Once I was a clever boy learning the arts of Oxford... is a quotation from the verses written by Bishop Richard Fleming (c.1385-1431) for his tomb in Lincoln Cathedral. Fleming, the founder of Lincoln College in Oxford, is the subject of my research for a D. Phil., and, like me, a son of the West Riding. I have remarked in the past that I have a deeply meaningful on-going relationship with a dead fifteenth century bishop... it was Fleming who, in effect, enabled me to come to Oxford and to learn its arts, and for that I am immensely grateful.


Friday 7 January 2011

The Adoration of the Magi


Whilst looking for images of the Epiphany yesterday I came across Stefan Lochner's depiction of the Adoration of the Magi, dated to c.1440-45. It is the central panel of his triptych of the Virgin and Child with the saints of Cologne, which is in the Lady Chapel of Cologne Cathedral - which houses the relics of the Magi.

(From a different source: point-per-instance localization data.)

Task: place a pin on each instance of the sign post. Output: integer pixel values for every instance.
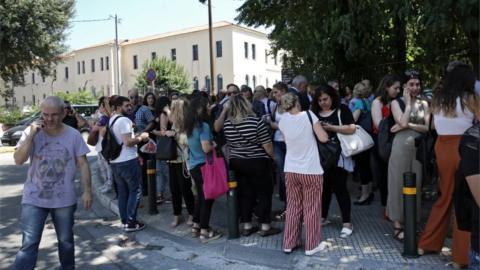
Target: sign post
(151, 75)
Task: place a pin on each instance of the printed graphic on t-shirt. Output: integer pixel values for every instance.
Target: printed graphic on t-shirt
(48, 167)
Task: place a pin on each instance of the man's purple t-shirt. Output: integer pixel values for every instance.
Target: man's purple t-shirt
(51, 174)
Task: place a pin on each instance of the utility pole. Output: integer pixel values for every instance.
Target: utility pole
(117, 64)
(212, 77)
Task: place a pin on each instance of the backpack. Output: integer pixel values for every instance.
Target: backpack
(110, 147)
(365, 118)
(385, 137)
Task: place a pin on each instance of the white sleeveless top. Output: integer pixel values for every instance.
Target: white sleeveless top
(453, 125)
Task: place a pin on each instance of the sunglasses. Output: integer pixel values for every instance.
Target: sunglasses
(411, 73)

As I had used his Madonna of the Rose Bower on my Christmas Day post I thought I would reproduce his Epiphany picture, partly becuase I like his paintings and particularly as in it he re-uses the same image of Our Lady:


The following are notes on Stefan Lochner from the Web Gallery of Art site:

This German late Gothic painter, considered to be the greatest representative of the school of Cologne. He is known primarily for his highly mystical religious paintings.

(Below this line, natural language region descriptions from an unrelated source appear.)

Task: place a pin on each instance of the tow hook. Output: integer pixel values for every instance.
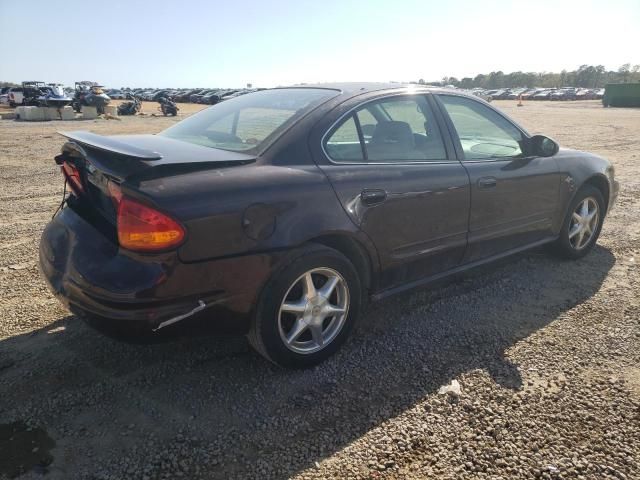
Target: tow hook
(201, 306)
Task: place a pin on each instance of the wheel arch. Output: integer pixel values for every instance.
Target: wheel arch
(600, 182)
(355, 251)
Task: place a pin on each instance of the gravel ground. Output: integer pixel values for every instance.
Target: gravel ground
(546, 353)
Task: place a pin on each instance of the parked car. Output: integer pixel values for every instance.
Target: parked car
(281, 212)
(564, 94)
(529, 94)
(217, 97)
(197, 98)
(117, 94)
(543, 95)
(15, 96)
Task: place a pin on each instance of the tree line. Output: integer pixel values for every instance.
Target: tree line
(587, 76)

Little is known of his early life, but he is thought to have studied in the Netherlands, possibly under Robert Campin (tentatively identified with the Master of Flémalle), whose influence is evident in the treatment of the drapery and the careful rendering of detail in what may be Lochner's earliest extant painting, St Jerome in His Cell (heirs of Edith von Schröder Collection).

Lochner settled in Cologne about 1430. The earliest work he did there was an altarpiece for the church of St Laurenz (centrepiece with the Last Judgment now in Wallraf-Richartz Museum, Cologne; the wings are dispersed). The abundance of minute observation reflects his continued interest in Netherlandish art. But in the central panel he bound the various themes into a unified composition through the use of a dominating rhythmic design.

In the later 1430s Lochner must have been in the Netherlands again, where he encountered the art of Van Eyck. The first work to reflect this influence is the Madonna with the Violet (c. 1443; Erzbischöfliches Diözesan-Museum, Cologne). Van Eyck's influence is most noticeable in Lochner's chief work, the great town hall altarpiece much admired by Dürer. In this Altar of the Patron Saints, now in Cologne cathedral, Lochner adds to the idealism of the older painters of the Cologne school with a wealth of naturalistic observation in the figures, while the sculpture-like draperies lend them a monumental dignity. In 1447 he became a member of the town council, and from the same year dates the splendid Presentation in the Temple (Hessisches Landesmuseum, Darmstadt), which was originally in St Katharinen. The exquisite Madonna of the Rose Bower (Wallraf-Richartz Museum, Cologne) was painted soon afterward.

Lochner became one of Cologne's greatest painters, combining naturalism with a masterful sense of colour and design into a festal solemnity of representation. His work forms perhaps the most successful visual interpretation of late medieval German mysticism before Grünewald. Book illumination was also done in his workshop.